Note: This review is from 2016

Glasgow comedy festival review by Jay Richardson

Comprising an amorphous line-up of around 20 performers, Witsherface is less a sketch ensemble than a community, a showcase for female Glaswegian comic talent with an emphasis on promoting the grassroots.

And with the entire cast on stage virtually throughout, the ‘community group’ vibe actually enhances their appeal, any sense of worthiness held in check by an irreverent, lip-curling humour.

Establishing the tone of both sisterly solidarity and cutting insult, the opening skit has Karen Dunbar's MC affording each of her castmates a beauty contest sashay in the spotlight as she denigrates them and their home town. The presence of the Chewin' The Fat star is an undoubted boon for a show that features predominantly upcoming actors alongside a few familiar faces such as Still Game's Maureen Carr.

Dunbar leads by example, elevating often workaday writing with a masterclass in comic nuance, wringing laughs from her pronunciation of cheeses, the widening of her eyes or the flaring of her nostrils. However, she is often apart from the majority of her castmates – sharing a double-hander with Carr or popping up in the church's pulpit in a beanie hat and flying goggles, a Luddite spouting innuendo about new technology that she's struggling to understand.

This show too often feels like what it is – a runout for YouTube videos Witsherface are developing. While the performances are frequently strong, they're betrayed by indecisive direction and a patchy script that often has no clue how to extract amusing characters from the situations they've been deposited into, with booming music used to close several sketches in lieu of punchlines.

Going online would probably offer an opportunity for tighter editing, quality control and a pacing that the recurring sketches in particular are crying out for.

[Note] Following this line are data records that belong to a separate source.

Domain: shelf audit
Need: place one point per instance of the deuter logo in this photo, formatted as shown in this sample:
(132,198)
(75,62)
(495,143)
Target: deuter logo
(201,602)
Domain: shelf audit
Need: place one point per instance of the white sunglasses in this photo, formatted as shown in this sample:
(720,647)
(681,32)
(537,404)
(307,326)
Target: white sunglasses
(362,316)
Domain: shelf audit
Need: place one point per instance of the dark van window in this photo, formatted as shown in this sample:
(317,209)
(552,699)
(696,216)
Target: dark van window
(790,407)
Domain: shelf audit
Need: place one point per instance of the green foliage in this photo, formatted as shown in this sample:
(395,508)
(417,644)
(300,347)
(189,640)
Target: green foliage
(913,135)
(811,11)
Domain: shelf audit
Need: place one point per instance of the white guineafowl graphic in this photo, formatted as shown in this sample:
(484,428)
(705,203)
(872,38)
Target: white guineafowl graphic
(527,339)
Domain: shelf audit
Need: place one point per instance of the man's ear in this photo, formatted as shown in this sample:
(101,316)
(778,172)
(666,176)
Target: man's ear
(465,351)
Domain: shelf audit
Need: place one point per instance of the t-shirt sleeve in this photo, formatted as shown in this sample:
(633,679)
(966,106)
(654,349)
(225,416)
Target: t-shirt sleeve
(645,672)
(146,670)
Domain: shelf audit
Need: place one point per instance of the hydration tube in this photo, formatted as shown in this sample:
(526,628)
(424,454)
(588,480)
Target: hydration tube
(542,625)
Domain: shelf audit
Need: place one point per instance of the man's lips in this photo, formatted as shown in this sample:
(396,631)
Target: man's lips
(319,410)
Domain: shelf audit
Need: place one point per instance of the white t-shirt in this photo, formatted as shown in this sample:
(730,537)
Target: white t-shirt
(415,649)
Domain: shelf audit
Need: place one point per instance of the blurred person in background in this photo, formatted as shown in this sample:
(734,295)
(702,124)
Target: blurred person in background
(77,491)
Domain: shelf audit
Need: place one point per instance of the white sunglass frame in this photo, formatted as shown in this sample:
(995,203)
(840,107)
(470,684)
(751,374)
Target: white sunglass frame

For example, Pene Herman Smith's inappropriate selfie-taker wears out its welcome after two too many gatecrashes, while Carr and Clare Gray's neddy, neck-bobbing pigeons feels like a one-joke idea still being passed around a writers room.

Similarly, Erin McCardie's status as the de-facto babyface of the group is over-relied on for a truly wretched bit of business with Alison Peebles in which the younger actor plays a vegetarian spider, both actors just shuffling meekly to the back of the room as it fizzles out.

Nevertheless, there are some memorable creations too. Peebles convincingly amalgamates the spirits of Joe Pesci and Jimmy Krankie for a flashpoint of angry wee person syndrome and gets solid laughs alluding to her multiple sclerosis. Elsewhere, Morag Fullerton is excellent as Poppy, a Scottish take on the sort of sozzled, oblivious middle-class dipsomaniac that Helen Lederer so often specialises in.

Best of all is a face-off between Scotland's political elite, with the SNP's Nicola Sturgeon and Mhairi Black squaring up to Labour's Kezia Dugdale and the Tories' Ruth Davidson. Although it descends into incoherent sound, fury and posturing once it becomes a rap battle, Louise Ludgate's jolly, Bufton-Tufton caricature of Davidson is exquisite in its physicality.